The facility is situated in a seismically active area in deep water. It is positioned offshore to reduce the effect on the close-in habitat of Hood Canal. Only a slender trestle crosses the intertidal zone, keeping the main portion of the pier and its associated piling and overwater shading in deeper water to keep the shoreline open for fish passage and eelgrass beds.

In fact, the existing shoreline is maintained in a nearly undeveloped state, creating a cultural and economic resource of shellfish harvesting for the local Indian tribes. Even stormwater from the trestles and warping wharf is captured and conveyed to on-site water-quality catch basins where it is treated before being discharged.
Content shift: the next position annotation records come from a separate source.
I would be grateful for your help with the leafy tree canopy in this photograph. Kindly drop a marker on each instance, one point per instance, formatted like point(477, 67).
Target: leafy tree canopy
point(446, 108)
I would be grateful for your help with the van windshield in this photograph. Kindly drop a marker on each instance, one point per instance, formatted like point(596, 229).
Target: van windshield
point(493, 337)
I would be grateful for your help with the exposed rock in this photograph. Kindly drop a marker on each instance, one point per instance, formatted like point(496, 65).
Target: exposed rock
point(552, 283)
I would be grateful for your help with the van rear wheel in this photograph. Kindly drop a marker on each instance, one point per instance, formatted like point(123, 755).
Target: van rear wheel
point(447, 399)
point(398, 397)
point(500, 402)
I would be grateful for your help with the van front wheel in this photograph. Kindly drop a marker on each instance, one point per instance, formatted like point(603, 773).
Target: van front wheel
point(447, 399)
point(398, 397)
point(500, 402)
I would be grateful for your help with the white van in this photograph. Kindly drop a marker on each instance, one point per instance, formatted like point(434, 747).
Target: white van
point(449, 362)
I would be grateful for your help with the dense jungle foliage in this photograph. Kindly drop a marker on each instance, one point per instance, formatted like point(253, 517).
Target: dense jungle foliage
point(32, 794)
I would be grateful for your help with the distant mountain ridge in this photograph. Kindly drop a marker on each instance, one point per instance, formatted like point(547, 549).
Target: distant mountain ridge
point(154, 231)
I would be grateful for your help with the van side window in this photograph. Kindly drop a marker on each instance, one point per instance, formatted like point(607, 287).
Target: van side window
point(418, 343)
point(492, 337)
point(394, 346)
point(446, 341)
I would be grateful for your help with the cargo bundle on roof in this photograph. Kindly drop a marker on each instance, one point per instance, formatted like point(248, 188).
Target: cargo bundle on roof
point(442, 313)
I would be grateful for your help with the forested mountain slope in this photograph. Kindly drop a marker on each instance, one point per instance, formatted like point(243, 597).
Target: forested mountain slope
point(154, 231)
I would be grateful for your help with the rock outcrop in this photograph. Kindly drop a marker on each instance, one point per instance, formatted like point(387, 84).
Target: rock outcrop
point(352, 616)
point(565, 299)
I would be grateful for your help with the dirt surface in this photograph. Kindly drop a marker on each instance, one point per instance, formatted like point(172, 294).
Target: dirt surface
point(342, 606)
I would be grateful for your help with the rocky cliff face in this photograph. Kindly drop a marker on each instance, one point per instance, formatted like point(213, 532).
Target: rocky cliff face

For construction, instead of implementing the traditional cost-prohibitive and inefficient batter-pile systems, BergerABAM designed an innovative combination of steel plumb piles in bending and lead rubber bearings (LRBs) mounted on cast-in-place concrete pile caps supported on piles. This design stabilized the LRBs and pile-to-deck connections, allowing the wharf cover, plumb piles and wharf LRB dolphin piles to remain elastic during a seismic event, effectively providing base isolation for the wharf and wharf cover and reducing lateral load demands in these structures

The design also included precast pile cap and deck elements fabricated off-site at concrete plants where quality of materials and fabrication could be better controlled. The project incorporates the use of composite submarine “camels” — an advanced fiber-reinforced polymer composite material that provides improved corrosion resistance, and reduced maintenance and overall life-cycle costs.

“This project is extremely important to the mission of the Navy and to our national security, and you can be proud of the results of your efforts in meeting our needs,” David Gibson, a Navy project manager, wrote to the BergerABAM team.